Manguito

Personal information
- Full name: Alberto Gonçalves
- Date of birth: 28 August 1953
- Place of birth: Rio de Janeiro, Brazil
- Date of death: 16 December 2012 (aged 59)
- Place of death: Rio de Janeiro, Brazil
- Position: Centre-back

Youth career
- Pavunense [pt]

Senior career*
- Years: Team / Apps / (Gls)
- 1974–1976: Olaria
- 1976: CSA
- 1977–1978: Grêmio Maringá
- 1978–1981: Flamengo / 116 / (1)
- 1981: → Al Nassr (loan)
- 1982: Taubaté
- 1983: Vitória-ES
- 1984: Rio Branco-ES
- 1984: União Rondonópolis
- 1987: Ferroviário de Tubarão

= Manguito =

Brazilian footballer

Alberto Gonçalves (28 August 1953 – 16 December 2012), better known as Manguito, was a Brazilian footballer who played as a centre-back.

==Career==

Revealed by Pavunense FC, Manguito played for Olaria, CSA and Grêmio Maringá before arriving at Flamengo, where he was Brazilian champion in 1980, and played 116 matches for the club.

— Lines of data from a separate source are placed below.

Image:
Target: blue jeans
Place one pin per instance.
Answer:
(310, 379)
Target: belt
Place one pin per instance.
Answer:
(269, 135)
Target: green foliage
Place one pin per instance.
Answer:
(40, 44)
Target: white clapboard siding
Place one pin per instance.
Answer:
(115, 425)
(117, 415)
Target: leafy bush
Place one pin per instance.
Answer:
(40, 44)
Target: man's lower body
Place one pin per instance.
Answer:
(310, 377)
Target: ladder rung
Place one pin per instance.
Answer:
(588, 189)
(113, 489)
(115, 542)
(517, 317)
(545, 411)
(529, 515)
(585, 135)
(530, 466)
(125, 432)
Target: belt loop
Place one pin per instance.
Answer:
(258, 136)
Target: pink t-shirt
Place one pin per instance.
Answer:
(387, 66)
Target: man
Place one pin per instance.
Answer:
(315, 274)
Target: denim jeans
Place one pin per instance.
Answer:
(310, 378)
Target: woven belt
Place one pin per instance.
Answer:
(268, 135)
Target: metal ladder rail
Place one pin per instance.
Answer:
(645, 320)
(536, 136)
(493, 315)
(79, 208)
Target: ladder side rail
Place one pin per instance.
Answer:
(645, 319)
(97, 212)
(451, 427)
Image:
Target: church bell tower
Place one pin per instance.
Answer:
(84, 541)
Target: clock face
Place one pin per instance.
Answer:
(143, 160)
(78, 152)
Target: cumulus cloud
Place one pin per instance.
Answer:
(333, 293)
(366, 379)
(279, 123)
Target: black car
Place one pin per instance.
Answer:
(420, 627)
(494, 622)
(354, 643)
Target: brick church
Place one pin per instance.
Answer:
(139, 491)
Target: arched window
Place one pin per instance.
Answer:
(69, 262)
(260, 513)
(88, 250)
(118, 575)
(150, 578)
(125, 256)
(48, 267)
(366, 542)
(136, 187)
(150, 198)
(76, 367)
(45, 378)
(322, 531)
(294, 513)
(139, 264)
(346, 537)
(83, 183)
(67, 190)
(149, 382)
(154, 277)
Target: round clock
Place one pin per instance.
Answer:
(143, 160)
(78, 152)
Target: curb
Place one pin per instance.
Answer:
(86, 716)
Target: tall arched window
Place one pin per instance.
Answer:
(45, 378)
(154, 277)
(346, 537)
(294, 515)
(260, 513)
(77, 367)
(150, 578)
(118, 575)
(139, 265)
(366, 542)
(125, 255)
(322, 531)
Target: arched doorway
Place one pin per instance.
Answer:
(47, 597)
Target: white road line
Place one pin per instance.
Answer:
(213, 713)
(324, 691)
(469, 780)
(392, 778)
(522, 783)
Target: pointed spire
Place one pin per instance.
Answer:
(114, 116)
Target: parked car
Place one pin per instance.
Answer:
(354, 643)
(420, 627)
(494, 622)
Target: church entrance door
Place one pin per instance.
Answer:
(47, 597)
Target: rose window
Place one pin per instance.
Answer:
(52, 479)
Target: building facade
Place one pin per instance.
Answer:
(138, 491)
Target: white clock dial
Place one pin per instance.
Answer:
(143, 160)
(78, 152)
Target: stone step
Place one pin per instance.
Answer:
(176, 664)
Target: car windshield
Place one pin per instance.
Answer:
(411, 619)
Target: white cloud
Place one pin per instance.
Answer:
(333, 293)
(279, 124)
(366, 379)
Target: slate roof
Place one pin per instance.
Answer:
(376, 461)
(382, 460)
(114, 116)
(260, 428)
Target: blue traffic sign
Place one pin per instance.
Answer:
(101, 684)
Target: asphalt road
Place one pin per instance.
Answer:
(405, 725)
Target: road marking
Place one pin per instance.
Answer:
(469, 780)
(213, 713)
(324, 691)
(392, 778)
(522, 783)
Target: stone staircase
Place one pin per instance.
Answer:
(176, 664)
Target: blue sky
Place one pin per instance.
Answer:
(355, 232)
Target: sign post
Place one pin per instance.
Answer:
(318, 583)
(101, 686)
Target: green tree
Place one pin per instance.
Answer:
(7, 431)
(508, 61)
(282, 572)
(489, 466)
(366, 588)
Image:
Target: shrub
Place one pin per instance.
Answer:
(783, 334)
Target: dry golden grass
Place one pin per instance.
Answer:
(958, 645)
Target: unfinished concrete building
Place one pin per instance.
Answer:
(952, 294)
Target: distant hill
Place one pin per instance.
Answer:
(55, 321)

He also worked for Al Nassr, Taubaté, Vitória-ES, Rio Branco-ES, União Rondonópolis and Ferroviário de Tubarão.

==Honours==

- Grêmio Maringá
- Campeonato Paranaense: 1977

- Flamengo
- Campeonato Brasileiro: 1980
- Campeonato Carioca: 1978, 1979, 1979 (Extra)
- Taça Guanabara: 1979, 1980, 1981
- Ramón de Carranza Trophy: 1979, 1980

==Death==

Manguito suffered cerebral ischemia while walking near the Lapa arches, in Rio de Janeiro. He died a few days later on 16 December 2012.